Ecco che il ruolo dell’architetto spaziale diventa necessario per coniugare parecchie abilità multidisciplinari. Pensiamo alle nozioni aerospaziali in primis, poi a quelle legate alla bioastronautica, all’astrofisica, senza tralasciare la pianificazione degli spazi. L’obiettivo finale è quindi quello di creare un ambiente funzionale che assicuri sia benessere fisico che psicologico.
La missione dell’architettura spaziale è quella di rompere la monotonia di un piccolo habitat spaziale e garantire che il design aiuti a mitigare i rischi associati all’isolamento”.
Anastasia Prosina, Space Architect
I più catastrofisti si sentiranno sollevati sapendo che c’è qualcuno che pianifica come vivere lontano dal Pianeta. Ad oggi, tra le tante “fine del mondo” proposte da Hollywood, quella purtroppo più realistica sembra essere legata al cambiamento climatico. Pensiamo alle previsioni, riferite alla metà del secolo, riguardo la scomparsa di diversi tratti di zone costiere, tutto ciò causato dall’innalzamento dei mari. Si stima che almeno 150 milioni di persone possano essere direttamente coinvolte da tale fenomeno.
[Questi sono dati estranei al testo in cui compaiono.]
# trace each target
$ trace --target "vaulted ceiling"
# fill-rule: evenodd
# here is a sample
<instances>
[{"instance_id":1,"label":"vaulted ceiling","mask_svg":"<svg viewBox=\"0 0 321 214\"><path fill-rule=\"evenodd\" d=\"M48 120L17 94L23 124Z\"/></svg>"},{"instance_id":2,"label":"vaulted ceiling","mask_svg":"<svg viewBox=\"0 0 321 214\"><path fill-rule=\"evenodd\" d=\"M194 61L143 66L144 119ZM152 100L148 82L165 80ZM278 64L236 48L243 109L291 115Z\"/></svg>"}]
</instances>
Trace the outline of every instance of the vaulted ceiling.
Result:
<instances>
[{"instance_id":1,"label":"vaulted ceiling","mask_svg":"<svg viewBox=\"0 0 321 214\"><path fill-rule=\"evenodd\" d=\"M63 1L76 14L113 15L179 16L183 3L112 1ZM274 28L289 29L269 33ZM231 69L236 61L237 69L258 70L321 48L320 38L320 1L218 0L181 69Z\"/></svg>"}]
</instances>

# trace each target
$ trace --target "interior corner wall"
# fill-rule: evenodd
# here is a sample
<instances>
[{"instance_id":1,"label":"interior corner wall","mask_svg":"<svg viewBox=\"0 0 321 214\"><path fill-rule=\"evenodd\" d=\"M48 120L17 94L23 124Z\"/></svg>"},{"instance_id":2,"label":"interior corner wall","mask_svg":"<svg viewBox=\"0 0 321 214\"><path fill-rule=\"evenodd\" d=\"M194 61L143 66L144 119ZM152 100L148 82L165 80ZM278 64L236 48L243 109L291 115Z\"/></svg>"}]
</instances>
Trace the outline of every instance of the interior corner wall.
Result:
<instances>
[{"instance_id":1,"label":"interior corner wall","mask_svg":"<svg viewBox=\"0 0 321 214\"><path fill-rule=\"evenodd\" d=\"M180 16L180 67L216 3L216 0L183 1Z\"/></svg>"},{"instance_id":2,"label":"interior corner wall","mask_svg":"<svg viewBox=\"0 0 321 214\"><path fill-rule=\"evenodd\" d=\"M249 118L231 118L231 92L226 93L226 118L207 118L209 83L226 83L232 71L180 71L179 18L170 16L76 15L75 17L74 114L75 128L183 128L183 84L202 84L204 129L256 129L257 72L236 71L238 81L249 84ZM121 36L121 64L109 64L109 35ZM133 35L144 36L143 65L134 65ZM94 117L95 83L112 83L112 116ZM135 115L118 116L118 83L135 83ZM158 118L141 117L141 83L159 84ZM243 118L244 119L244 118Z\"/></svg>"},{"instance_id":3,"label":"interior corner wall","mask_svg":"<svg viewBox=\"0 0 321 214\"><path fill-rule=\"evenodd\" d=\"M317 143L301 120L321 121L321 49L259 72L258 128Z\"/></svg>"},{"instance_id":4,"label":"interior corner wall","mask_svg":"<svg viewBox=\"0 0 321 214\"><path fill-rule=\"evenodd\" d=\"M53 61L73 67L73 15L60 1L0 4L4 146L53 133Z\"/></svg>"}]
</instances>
Ma senza guardare troppo oltre, basta sfogliare le pagine di cronaca degli ultimi anni, dove balzano sempre più all’occhio notizie legate a fenomeni atmosferici inaspettati e violenti che si abbattono in tutto il mondo: frane, valanghe, alluvioni, uragani ecc. Una delle soluzioni possibili è quella di guardare alle stelle e trasferirsi lontano dai fenomeni terrestri; certo è che le condizioni ambientali in cui ci imbatteremmo non sono molto migliori, anzi…
Forse è il punto cruciale di tutta la faccenda: l’interesse verso lo spazio sta aumentando a dismisura grazie agli investimenti dei privati. Lo spazio diventerà sempre più accessibile non solo a coloro che dei viaggi spaziali ne hanno fatto una professione. Questo trend necessita il reclutamento di personale attivo nel settore spaziale, sia direttamente che indirettamente: siamo entrati nell’era della space economy. Si parla di aprire hotel orbitanti, creare una colonia stabile di umani sulla Lune e di viaggiare su Marte.
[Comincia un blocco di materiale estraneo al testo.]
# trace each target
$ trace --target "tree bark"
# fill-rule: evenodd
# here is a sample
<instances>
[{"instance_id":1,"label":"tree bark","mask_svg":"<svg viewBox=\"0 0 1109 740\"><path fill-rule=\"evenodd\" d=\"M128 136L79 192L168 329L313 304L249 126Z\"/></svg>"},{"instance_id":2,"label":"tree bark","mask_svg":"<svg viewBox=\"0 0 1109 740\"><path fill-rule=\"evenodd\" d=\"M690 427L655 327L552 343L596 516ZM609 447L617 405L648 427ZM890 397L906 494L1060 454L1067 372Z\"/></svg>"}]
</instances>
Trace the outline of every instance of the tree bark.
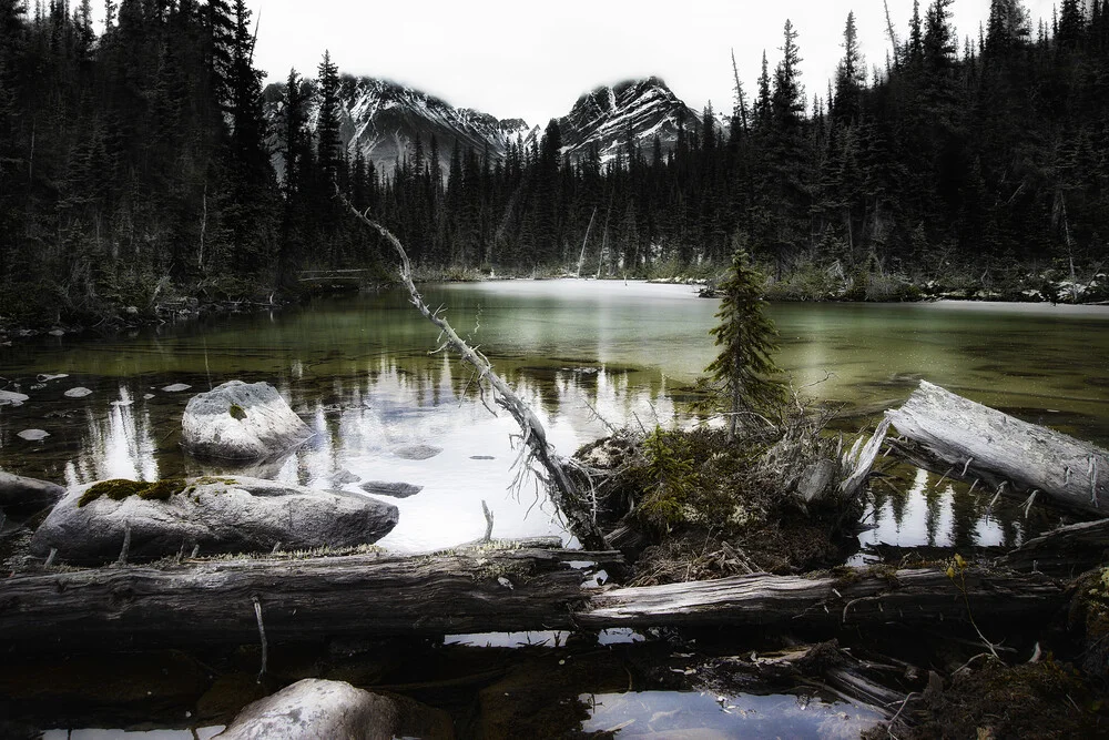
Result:
<instances>
[{"instance_id":1,"label":"tree bark","mask_svg":"<svg viewBox=\"0 0 1109 740\"><path fill-rule=\"evenodd\" d=\"M1039 574L971 568L967 599L976 620L1030 619L1058 607L1064 588ZM576 620L583 627L784 625L835 630L884 622L930 625L968 619L963 594L943 569L848 571L845 576L733 576L719 580L617 588L597 594Z\"/></svg>"},{"instance_id":2,"label":"tree bark","mask_svg":"<svg viewBox=\"0 0 1109 740\"><path fill-rule=\"evenodd\" d=\"M477 548L13 576L0 580L0 642L251 642L255 598L272 642L569 628L586 571L567 562L598 559L620 555Z\"/></svg>"},{"instance_id":3,"label":"tree bark","mask_svg":"<svg viewBox=\"0 0 1109 740\"><path fill-rule=\"evenodd\" d=\"M943 568L765 574L599 590L588 571L615 553L476 549L438 557L359 555L105 567L0 580L0 648L271 642L383 635L685 625L808 627L1034 619L1065 599L1038 572L971 565L966 599ZM967 611L969 604L970 612ZM969 625L966 629L970 629ZM45 642L43 642L45 641Z\"/></svg>"},{"instance_id":4,"label":"tree bark","mask_svg":"<svg viewBox=\"0 0 1109 740\"><path fill-rule=\"evenodd\" d=\"M950 475L1008 481L1089 514L1109 514L1109 452L976 404L925 381L901 408L886 412L916 443L917 462ZM929 464L930 463L930 464Z\"/></svg>"}]
</instances>

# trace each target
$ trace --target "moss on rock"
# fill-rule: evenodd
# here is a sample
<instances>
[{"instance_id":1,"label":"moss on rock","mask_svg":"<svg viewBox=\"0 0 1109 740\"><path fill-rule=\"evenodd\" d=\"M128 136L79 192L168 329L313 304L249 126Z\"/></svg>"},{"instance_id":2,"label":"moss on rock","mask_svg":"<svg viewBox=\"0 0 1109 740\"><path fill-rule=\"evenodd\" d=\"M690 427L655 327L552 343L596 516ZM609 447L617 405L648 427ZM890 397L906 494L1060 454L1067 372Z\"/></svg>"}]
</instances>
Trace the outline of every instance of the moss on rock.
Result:
<instances>
[{"instance_id":1,"label":"moss on rock","mask_svg":"<svg viewBox=\"0 0 1109 740\"><path fill-rule=\"evenodd\" d=\"M89 486L88 490L81 495L77 505L78 507L82 507L101 497L110 498L113 501L122 501L129 496L138 496L145 500L164 501L169 500L174 494L182 493L185 489L185 485L186 481L184 478L165 478L154 481L112 478L111 480L101 480Z\"/></svg>"}]
</instances>

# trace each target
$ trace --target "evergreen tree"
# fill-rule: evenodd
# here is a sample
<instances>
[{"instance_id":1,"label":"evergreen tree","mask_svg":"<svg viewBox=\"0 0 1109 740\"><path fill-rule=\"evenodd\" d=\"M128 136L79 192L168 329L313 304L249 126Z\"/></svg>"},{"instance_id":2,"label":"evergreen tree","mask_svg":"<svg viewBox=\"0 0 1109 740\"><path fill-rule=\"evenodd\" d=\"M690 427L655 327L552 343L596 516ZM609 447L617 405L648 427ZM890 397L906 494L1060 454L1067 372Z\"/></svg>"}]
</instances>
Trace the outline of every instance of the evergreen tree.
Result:
<instances>
[{"instance_id":1,"label":"evergreen tree","mask_svg":"<svg viewBox=\"0 0 1109 740\"><path fill-rule=\"evenodd\" d=\"M338 175L339 165L339 77L338 67L332 62L329 51L319 62L319 114L316 122L316 165L326 183Z\"/></svg>"},{"instance_id":2,"label":"evergreen tree","mask_svg":"<svg viewBox=\"0 0 1109 740\"><path fill-rule=\"evenodd\" d=\"M781 398L782 386L774 379L780 371L773 354L777 330L766 316L762 295L764 280L740 249L732 255L728 278L720 284L723 296L711 334L720 354L705 367L716 392L729 409L728 438L734 439L740 415L764 409Z\"/></svg>"},{"instance_id":3,"label":"evergreen tree","mask_svg":"<svg viewBox=\"0 0 1109 740\"><path fill-rule=\"evenodd\" d=\"M843 59L840 60L835 72L835 97L828 98L833 119L852 123L858 120L865 82L865 62L858 47L855 13L849 12L843 32Z\"/></svg>"}]
</instances>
Obiettivi, quindi, che richiedono ingenti risorse, anche umane. Guardiamo alla collaborazione tra NASA, BIG, SEArch+ e ICON, volta allo sviluppo di una città lunare: questo è solamente uno dei tanti progetti in fase di sviluppo per il prossimo futuro spaziale! In questo contesto di edilizia la soluzione sembra venire dalla stampa 3D di strutture direttamente in loco: ciò non può che accelerare ulteriormente il campo dell’Additive Manufacturing.
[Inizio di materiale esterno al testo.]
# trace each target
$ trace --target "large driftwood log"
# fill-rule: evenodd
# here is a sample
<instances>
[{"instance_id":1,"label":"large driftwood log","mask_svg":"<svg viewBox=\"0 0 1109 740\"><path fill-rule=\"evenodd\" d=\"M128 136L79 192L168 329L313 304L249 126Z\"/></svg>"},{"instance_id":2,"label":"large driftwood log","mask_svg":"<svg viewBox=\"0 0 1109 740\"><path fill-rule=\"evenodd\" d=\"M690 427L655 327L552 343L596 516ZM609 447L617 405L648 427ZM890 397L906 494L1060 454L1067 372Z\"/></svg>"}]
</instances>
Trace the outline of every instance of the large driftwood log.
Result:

Siamo assetati di conoscenza, ma per conoscere bisogna esplorare: ce lo insegna la storia. L’altra qualità che possiamo attribuire a noi terrestri è quella di mettersi in gioco, spesso mettendo da parte i rischi in favore della consapevolezza di trovare qualcosa di sconosciuto. Forse è questo il vero “carburante psicologico” che ci ha permesso di arrivare dove siamo ora.
C’è chi evidenzierebbe, a ragione, che i passi in avanti nascondono lati oscuri che spesso mettono in ombra le conquiste. Pensiamo ad esempio alla celebre frase di Einstein sul nucleare che riassume il concetto: “Il problema oggi non è l’energia nucleare, ma il cuore dell’uomo”. Vale però la pena soffermarsi troppo sulle conseguenze negative rischiando di rimanere immobili?